His start against the Arizona over the weekend was certainly mediocre, but Houston has yet to lose a game Kikuchi has started since he arrived, and he holds a very solid 3.07 ERA in his seven Astros starts.

Kikuchi's performance and adjustments since joining the Astros have removed a lot of the initial sting from the trade, providing a ton of much needed stability in their rotation. However, one of the perhaps unintended side effects of Kikuchi's breakout in Houston is that it has also managed to expand MLB's reach in Japan.

Kikuchi's rise with Astros is paying dividends for MLB in Japan

We all know that baseball is huge over in Japan, as it has become a hotbed for talent coming over to MLB and stadiums there are filled with raucous fans almost every single game. In terms of Japanese fans following MLB, however, that demographic has been primarily dominated by the omnipresence of Shohei Ohtani and, to a lesser extent, Yoshinobu Yamamoto.

However, the Houston Chronicle's reporting shows that the road paved by Ichiro Suzuki's arrival in the majors in the early 2000s is now expanding in a very real way. Sure, there are still a lot of Angels and Dodgers jerseys with Ohtani's name over there, but players like Kikuchi, as well as the Cubs' Shōta Imanaga and Seiya Suzuki, and the Red Sox's Masataka Yoshida are getting a lot of love as well.

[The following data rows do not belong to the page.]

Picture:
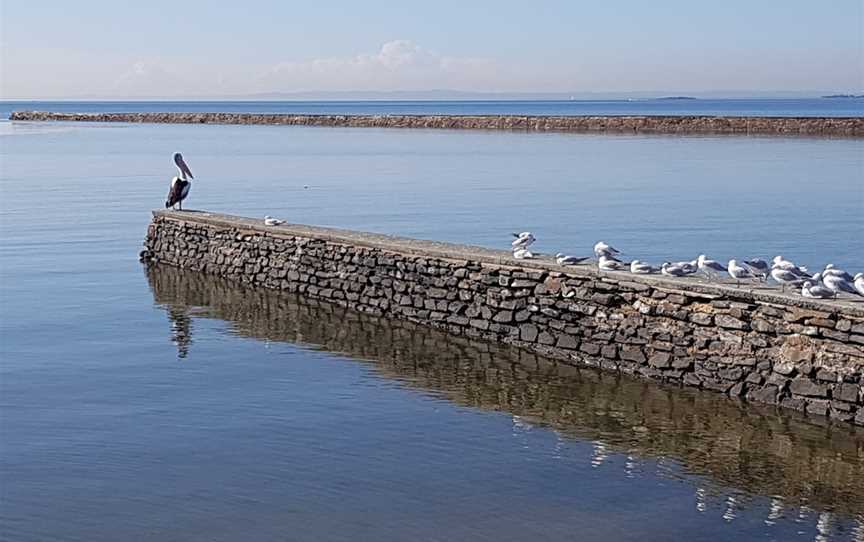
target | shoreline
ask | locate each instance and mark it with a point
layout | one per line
(718, 125)
(766, 347)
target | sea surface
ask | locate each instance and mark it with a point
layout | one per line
(146, 403)
(800, 107)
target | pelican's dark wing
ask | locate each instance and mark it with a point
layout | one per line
(178, 159)
(175, 193)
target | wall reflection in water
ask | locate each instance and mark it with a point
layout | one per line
(743, 456)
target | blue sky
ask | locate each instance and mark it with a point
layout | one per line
(196, 48)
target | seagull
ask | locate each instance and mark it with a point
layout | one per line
(602, 249)
(678, 269)
(782, 263)
(758, 267)
(838, 284)
(180, 185)
(561, 259)
(816, 290)
(642, 268)
(784, 277)
(710, 268)
(859, 283)
(739, 272)
(523, 240)
(607, 263)
(831, 270)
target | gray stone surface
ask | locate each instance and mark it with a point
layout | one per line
(809, 126)
(641, 325)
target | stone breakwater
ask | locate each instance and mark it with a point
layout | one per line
(807, 126)
(751, 343)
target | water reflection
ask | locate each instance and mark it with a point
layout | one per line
(774, 464)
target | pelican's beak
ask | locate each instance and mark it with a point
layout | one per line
(183, 167)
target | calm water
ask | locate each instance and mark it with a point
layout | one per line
(803, 107)
(152, 404)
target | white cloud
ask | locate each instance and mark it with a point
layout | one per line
(398, 65)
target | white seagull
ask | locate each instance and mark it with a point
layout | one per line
(782, 263)
(739, 272)
(831, 270)
(522, 254)
(180, 185)
(710, 268)
(758, 267)
(838, 284)
(678, 269)
(642, 268)
(608, 263)
(523, 240)
(562, 259)
(785, 276)
(815, 290)
(602, 249)
(859, 283)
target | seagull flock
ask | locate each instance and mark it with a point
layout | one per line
(828, 283)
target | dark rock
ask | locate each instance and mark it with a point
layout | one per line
(808, 388)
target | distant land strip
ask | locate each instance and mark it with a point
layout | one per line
(781, 126)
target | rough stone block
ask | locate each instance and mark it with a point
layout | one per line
(660, 360)
(808, 388)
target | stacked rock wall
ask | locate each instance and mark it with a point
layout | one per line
(809, 126)
(765, 346)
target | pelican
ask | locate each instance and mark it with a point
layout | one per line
(816, 290)
(180, 185)
(602, 249)
(642, 268)
(711, 268)
(608, 263)
(739, 272)
(562, 259)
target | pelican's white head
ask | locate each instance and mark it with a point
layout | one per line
(181, 165)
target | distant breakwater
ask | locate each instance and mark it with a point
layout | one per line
(749, 342)
(781, 126)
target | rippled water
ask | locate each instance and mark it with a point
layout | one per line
(153, 404)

This is just an objectively great development for the game of baseball and the Astros. Geographically, it is hard for a team like Houston to make in-roads in the Japanese market. With Kikuchi's emergence as a true difference-maker on the mound ahead of a likely playoff run, the Astros, all of a sudden, are getting a lot more eyeballs on them, which could make a Kikuchi extension after this season even more likely. After all, baseball in Japan is big business, and now Houston has a seat at the table.